Survey administration was on a computer, iPad, or similar device.
184 adults completed the baseline survey, 124 a survey 3 months after surgery, and 106 the 1-month test-retest reliability survey. The age range was 37 to 89 (average age = 72). Most were female (57%), non-Hispanic White (81%), and had a college degree (56%).
The Glaucoma Outcomes Survey (GOS) assesses functional limitations (27 items), vision-related symptoms (7 items), psychosocial issues (7 items), and satisfaction with microinvasive glaucoma surgery (1 item).
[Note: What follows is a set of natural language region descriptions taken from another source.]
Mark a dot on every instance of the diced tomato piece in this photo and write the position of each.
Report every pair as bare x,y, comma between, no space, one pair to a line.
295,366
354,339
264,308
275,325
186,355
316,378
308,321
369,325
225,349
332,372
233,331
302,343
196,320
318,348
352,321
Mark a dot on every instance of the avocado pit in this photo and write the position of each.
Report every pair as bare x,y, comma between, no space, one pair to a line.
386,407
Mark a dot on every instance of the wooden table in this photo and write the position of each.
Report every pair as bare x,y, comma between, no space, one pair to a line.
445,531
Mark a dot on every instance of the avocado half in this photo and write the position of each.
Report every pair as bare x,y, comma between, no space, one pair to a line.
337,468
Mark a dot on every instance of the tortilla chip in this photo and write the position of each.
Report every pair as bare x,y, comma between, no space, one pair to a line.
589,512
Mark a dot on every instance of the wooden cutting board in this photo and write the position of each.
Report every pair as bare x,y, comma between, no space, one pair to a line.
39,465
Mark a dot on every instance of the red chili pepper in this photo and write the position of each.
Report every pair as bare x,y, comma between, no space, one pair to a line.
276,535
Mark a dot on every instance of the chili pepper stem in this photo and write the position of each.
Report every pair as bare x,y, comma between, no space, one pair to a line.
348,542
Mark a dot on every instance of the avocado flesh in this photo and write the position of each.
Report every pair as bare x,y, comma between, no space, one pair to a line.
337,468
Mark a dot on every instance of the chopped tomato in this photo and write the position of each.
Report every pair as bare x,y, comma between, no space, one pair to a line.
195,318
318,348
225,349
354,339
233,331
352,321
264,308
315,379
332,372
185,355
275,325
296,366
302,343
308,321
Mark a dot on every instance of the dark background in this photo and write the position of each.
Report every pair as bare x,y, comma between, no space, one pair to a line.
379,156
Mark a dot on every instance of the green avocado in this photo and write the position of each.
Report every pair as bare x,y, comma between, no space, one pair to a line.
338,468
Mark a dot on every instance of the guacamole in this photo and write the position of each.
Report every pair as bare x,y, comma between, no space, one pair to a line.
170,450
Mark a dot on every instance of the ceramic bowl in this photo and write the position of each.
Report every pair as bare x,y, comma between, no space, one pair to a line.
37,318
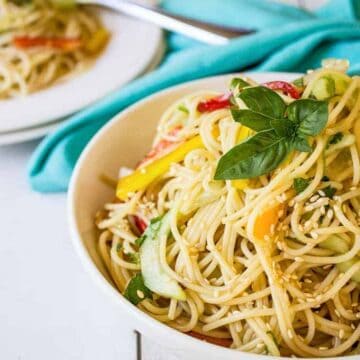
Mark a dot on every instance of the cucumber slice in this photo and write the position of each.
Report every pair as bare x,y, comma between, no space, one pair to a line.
338,245
155,278
331,84
335,243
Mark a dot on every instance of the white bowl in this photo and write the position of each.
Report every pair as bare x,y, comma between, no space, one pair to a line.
123,141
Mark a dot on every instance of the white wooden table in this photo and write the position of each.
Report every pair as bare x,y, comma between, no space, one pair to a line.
49,307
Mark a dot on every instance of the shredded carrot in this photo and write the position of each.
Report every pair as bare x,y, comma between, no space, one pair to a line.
66,44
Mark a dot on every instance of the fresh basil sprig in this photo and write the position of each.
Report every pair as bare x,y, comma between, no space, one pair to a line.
280,129
137,291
These multiple-item scales were scored on a 0 to 100 range, with a higher score indicating worse health.
Internal consistency reliability estimates ranged from 0.75 to 0.93, and 1-month test-retest intraclass correlations ranged from 0.83 to 0.92 for the GOS scales. Product-moment correlations among the scales ranged from 0.56 to 0.60. Improvement in visual acuity in the study eye from baseline to the 3-month follow-up was significantly related to improvements in GOS functional limitations (r = 0.18, P = .0485), vision-related symptoms (r = 0.19, P = .0386), and psychosocial concerns (r = 0.18, P = .0503). Responders to treatment ranged from 17% for vision-related symptoms to 48% for functional limitations.
This study supports using the GOS for ophthalmic procedures such as MIGS. Further evaluation of the GOS in different patient subgroups and clinical settings is needed.
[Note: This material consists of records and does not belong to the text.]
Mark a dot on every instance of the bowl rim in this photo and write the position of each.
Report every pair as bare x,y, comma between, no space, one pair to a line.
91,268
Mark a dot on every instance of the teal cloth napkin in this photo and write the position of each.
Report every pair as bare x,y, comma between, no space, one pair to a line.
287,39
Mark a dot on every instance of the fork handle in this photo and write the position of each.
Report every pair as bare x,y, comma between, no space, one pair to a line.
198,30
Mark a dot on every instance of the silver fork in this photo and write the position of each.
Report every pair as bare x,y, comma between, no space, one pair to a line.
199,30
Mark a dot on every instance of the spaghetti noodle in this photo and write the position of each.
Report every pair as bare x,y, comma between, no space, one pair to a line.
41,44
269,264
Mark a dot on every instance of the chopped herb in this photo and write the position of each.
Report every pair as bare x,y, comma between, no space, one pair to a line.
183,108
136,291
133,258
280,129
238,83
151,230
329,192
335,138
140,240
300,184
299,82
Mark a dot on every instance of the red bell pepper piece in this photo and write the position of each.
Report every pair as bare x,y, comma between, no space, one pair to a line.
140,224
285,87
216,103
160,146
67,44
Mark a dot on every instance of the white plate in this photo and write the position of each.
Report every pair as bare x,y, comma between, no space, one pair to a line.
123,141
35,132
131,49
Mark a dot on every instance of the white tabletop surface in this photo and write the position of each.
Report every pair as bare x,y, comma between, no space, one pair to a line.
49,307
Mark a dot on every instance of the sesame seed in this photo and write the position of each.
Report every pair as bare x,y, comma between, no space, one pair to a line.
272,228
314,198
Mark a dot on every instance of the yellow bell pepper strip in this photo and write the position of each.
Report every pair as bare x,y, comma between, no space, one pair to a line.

开发一种患者报告的结局测量工具,以评估青光眼及其治疗(包括微创青光眼手术[MIGS])的影响。
在同时进行白内障和经食品和药物管理局批准的可植入 MIGS 装置手术后进行前瞻性观察研究。
调查管理在计算机、iPad 或类似设备上进行。
184 名成年人完成了基线调查,124 名在手术后 3 个月进行了调查,106 名在 1 个月的重测信度调查中完成了调查。年龄范围为 37 岁至 89 岁(平均年龄=72 岁)。大多数患者为女性(57%)、非西班牙裔白人(81%)和拥有大学学历(56%)。
青光眼结局调查(GOS)评估功能障碍(27 项)、视力相关症状(7 项)、心理社会问题(7 项)和对微创青光眼手术的满意度(1 项)。这些多项目量表的评分范围为 0 至 100,分数越高表示健康状况越差。
GOS 量表的内部一致性信度估计值范围为 0.75 至 0.93,1 个月的重测信度的组内相关系数范围为 0.83 至 0.92。量表之间的皮尔逊积矩相关系数范围为 0.56 至 0.60。从基线到 3 个月随访时研究眼视力的改善与 GOS 功能障碍(r=0.18,P=0.0485)、视力相关症状(r=0.19,P=0.0386)和心理社会问题(r=0.18,P=0.0503)的改善显著相关。对治疗有反应的患者比例范围为 17%的视力相关症状到 48%的功能障碍。
本研究支持将 GOS 用于 MIGS 等眼科手术。需要进一步评估 GOS 在不同患者亚组和临床环境中的应用。